Date | May 2016 | Marks available | 2 | Reference code | 16M.3.SL.TZ0.10 |
Level | Standard level | Paper | Paper 3 | Time zone | Time zone 0 |
Command term | Calculate | Question number | 10 | Adapted from | N/A |
Question
An astronomical telescope is used in normal adjustment. The separation of the lenses in the telescope is 0.84m. The objective lens has a focal length of 0.82m.
Calculate the magnification of this telescope.
Outline why sign convention is necessary in optics.
A student decides to reverse the positions of the same lenses without changing the separation to form an optical microscope in normal adjustment. The student’s near point is 0.25 m from her eye.

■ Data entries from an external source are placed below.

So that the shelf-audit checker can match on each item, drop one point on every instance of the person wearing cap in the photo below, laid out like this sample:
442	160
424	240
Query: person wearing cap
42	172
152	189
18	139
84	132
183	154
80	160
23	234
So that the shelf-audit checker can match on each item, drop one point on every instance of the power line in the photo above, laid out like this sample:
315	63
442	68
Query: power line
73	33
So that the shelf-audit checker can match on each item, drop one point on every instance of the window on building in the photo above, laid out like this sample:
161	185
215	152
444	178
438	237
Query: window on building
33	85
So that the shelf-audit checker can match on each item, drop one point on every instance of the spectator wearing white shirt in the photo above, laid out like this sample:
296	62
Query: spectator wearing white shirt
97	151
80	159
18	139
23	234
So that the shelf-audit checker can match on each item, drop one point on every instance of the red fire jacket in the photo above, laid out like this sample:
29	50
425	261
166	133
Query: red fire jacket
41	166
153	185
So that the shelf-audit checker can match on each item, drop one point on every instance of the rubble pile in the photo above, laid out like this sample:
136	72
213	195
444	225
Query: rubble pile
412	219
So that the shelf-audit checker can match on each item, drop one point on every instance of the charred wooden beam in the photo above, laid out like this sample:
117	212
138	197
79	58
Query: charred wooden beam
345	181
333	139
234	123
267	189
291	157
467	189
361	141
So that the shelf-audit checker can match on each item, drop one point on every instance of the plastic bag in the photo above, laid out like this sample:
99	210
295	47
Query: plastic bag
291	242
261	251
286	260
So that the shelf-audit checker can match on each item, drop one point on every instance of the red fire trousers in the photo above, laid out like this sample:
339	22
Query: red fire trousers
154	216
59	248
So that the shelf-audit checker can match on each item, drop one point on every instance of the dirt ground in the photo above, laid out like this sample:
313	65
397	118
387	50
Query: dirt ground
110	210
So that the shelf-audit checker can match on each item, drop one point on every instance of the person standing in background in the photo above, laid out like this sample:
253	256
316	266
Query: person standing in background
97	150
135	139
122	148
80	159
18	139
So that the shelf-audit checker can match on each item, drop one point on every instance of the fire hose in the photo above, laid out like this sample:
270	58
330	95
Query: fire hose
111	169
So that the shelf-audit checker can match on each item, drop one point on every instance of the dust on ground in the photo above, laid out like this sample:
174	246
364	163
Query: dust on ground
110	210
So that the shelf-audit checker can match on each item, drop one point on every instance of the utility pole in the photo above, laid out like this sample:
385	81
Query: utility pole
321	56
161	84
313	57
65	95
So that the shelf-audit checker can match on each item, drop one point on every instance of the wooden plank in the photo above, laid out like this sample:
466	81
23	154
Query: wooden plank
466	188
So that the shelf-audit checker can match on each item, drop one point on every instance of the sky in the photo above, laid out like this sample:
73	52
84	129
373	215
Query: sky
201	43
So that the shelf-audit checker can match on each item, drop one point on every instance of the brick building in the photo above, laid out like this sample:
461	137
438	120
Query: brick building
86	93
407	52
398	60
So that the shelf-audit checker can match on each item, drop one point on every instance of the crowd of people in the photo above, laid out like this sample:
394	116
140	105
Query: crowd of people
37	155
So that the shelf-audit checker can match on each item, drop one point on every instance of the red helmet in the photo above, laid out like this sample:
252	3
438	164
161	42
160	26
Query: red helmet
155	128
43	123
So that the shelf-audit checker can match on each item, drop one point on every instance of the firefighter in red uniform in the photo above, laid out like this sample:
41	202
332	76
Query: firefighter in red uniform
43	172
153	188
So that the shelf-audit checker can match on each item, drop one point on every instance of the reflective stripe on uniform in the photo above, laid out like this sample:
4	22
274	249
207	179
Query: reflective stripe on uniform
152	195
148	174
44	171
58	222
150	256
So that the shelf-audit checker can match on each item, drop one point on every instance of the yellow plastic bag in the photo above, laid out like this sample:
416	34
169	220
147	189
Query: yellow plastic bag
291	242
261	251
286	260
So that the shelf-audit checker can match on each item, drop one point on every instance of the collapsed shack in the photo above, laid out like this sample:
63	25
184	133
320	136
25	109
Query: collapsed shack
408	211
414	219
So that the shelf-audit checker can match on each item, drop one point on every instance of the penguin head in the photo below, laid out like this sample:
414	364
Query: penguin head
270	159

(i) Show, using a calculation, that the image formed by the objective lens is about 0.19 m from the eyepiece.
(ii) Calculate the distance between the objective lens of the microscope and the object.
(iii) Determine the overall magnification of the microscope.
Markscheme
Fo+fe=84 so fe=84-82=2cm
\( \ll M = \frac{{{f_{\rm{O}}}}}{{{f_{\rm{e}}}}} = \frac{{82}}{2} = \gg 41\)
a sign convention is a way to distinguish between real and virtual objects or images or converging and diverging lenses
(i) image will be virtual v=–25 cm
\(\frac{1}{u} = \frac{1}{{82}} + \frac{1}{{25}}\)
«=19cm or 0.19m»
Award [1 max] if v = +25 cm used to give u = –36 cm.
(ii) image will be real v=84-19=65cm
\( \ll \frac{1}{u} = \frac{1}{2} - \frac{1}{{65}} \gg \) so u=2.1cm
(iii) \({M_e} = \ll \frac{D}{{{f_{\rm{e}}}}} + 1 = \frac{{25}}{{82}} + 1 = \gg 1.3\) AND \({m_o} = \ll \frac{v}{{{f_{\rm{o}}}}} - 1 = \frac{{65}}{2} - 1 = \gg 31\) or 32
so \(M = \ll {M_{\rm{e}}}{m_{\rm{o}}} = 1.3 \times 31 = \gg 40\) or 41
Far point adjustment gives M = 9.3 (accept answers from interval 9.3 to 9.6), award [1 max] for full working.